Василий Иванович выкуривал папиросу за папиросой, мечтал о том, как он проведет вечер на берегу, и по временам издавал какие-то неопределенные звуки томления от жары, вытирая вспотевшее, раскрасневшееся лицо… Второй стакан допит, четвертая папироса докурена, вопрос об ужине на берегу давно решен… Жарко, томительно жарко… Разве боцмана позвать и еще раз потолковать с ним насчет тяги такелажа?.. Но Василий Иванович уж давно толковал об этом, да и жаль беспокоить боцмана… «Надо и ему вздохнуть!..» — думает Василий Иванович и начинает насвистывать свой любимый мотив из «Роберта-Дьявола»*…В это время заботливый вестовой Антонов, давно уже исполняющий обязанности камердинера Василия Ивановича, словно понимая, что барин его может «заскучить», появляется в кают-компании и докладывает:

— Прикажете, ваше благородие, еще чаю?

— Жарко, братец…

— Точно так, ваше благородие… Настоящее пекло!

— А чай есть?

— Целый чайник…

— Ну, дай, пожалуй, — лениво говорит Василий Иванович.

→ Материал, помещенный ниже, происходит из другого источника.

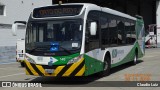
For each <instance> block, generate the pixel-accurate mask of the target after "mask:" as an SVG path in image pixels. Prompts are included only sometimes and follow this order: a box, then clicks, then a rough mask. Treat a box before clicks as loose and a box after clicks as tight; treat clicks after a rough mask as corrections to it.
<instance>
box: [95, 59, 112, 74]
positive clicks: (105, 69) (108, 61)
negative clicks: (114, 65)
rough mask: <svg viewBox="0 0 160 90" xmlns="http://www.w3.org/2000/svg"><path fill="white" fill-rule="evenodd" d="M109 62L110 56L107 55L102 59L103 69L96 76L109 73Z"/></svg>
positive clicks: (109, 67) (109, 66) (109, 64)
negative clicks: (104, 57) (102, 60)
mask: <svg viewBox="0 0 160 90" xmlns="http://www.w3.org/2000/svg"><path fill="white" fill-rule="evenodd" d="M110 68H111V62H110V58H109V57H108V56H107V57H105V60H104V65H103V71H102V72H100V73H98V76H101V77H102V76H108V75H109V74H110Z"/></svg>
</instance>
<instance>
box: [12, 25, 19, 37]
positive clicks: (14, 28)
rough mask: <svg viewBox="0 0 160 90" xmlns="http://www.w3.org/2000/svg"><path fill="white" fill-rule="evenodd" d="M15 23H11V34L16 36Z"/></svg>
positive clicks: (15, 29)
mask: <svg viewBox="0 0 160 90" xmlns="http://www.w3.org/2000/svg"><path fill="white" fill-rule="evenodd" d="M17 28H18V27H17V23H14V24H12V35H13V36H16V35H17Z"/></svg>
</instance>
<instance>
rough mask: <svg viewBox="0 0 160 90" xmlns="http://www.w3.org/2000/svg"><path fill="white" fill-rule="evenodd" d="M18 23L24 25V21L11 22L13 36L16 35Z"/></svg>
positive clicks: (24, 24)
mask: <svg viewBox="0 0 160 90" xmlns="http://www.w3.org/2000/svg"><path fill="white" fill-rule="evenodd" d="M18 23H19V24H24V25H26V23H27V22H26V21H15V22H14V23H13V24H12V35H13V36H16V35H17V29H18Z"/></svg>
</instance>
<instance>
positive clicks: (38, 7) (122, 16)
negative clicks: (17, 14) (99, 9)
mask: <svg viewBox="0 0 160 90" xmlns="http://www.w3.org/2000/svg"><path fill="white" fill-rule="evenodd" d="M57 5H59V4H54V5H48V6H57ZM61 5H83V6H84V8H92V7H93V6H94V7H100V6H98V5H95V4H91V3H64V4H61ZM48 6H42V7H48ZM42 7H37V8H42ZM100 8H101V9H102V11H103V12H106V13H109V14H113V15H117V16H120V17H124V18H128V19H132V20H136V19H137V18H135V17H132V16H130V15H128V14H125V13H122V12H119V11H116V10H113V9H110V8H107V7H100Z"/></svg>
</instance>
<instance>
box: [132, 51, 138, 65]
mask: <svg viewBox="0 0 160 90" xmlns="http://www.w3.org/2000/svg"><path fill="white" fill-rule="evenodd" d="M137 59H138V54H137V53H135V56H134V60H133V64H134V65H136V64H137Z"/></svg>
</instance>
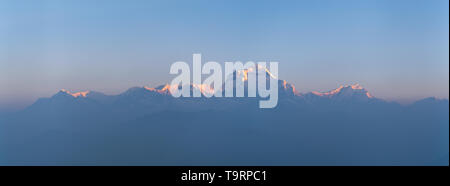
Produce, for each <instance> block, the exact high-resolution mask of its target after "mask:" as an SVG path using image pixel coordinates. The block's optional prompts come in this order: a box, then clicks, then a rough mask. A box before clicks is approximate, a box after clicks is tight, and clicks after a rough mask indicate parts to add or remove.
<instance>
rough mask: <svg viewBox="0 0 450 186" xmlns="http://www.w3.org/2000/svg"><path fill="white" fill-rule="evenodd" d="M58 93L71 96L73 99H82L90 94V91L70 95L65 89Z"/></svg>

Вестовой исчезает и через минуту приносит стакан горячего чаю и лимон.

— Портсигарник пожалуйте, ваше благородие, папирос наложить! — говорит Антонов.

Василий Иванович отдает свой объемистый серебряный портсигар и, по возвращении вестового, спрашивает:

— На берег небось хочешь, Антонов?

Белобрысое, скуластое, простодушное лицо молодого вестового ухмыляется.

— Любопытно, ваше благородие!

— Любопытно?.. Что ж тебе любопытно? — допрашивает Василий Иванович и сам невольно улыбается, глядя на своего любимца вестового.

— Все, ваше благородие… Очинно красивая сторона… И опять же, ваше благородие, народ! — прибавил Антонов и снова фыркнул.

— А что?

— Смеху подобно: голые почти что шляются. Сичас вот с пельсинами приезжал на шлюпчонке один — как мать родила… Лопочет, подлец, по-своему, сперва и не понять… Одначе ребята наши поняли и говорили как следует с эстим самым арапчонком…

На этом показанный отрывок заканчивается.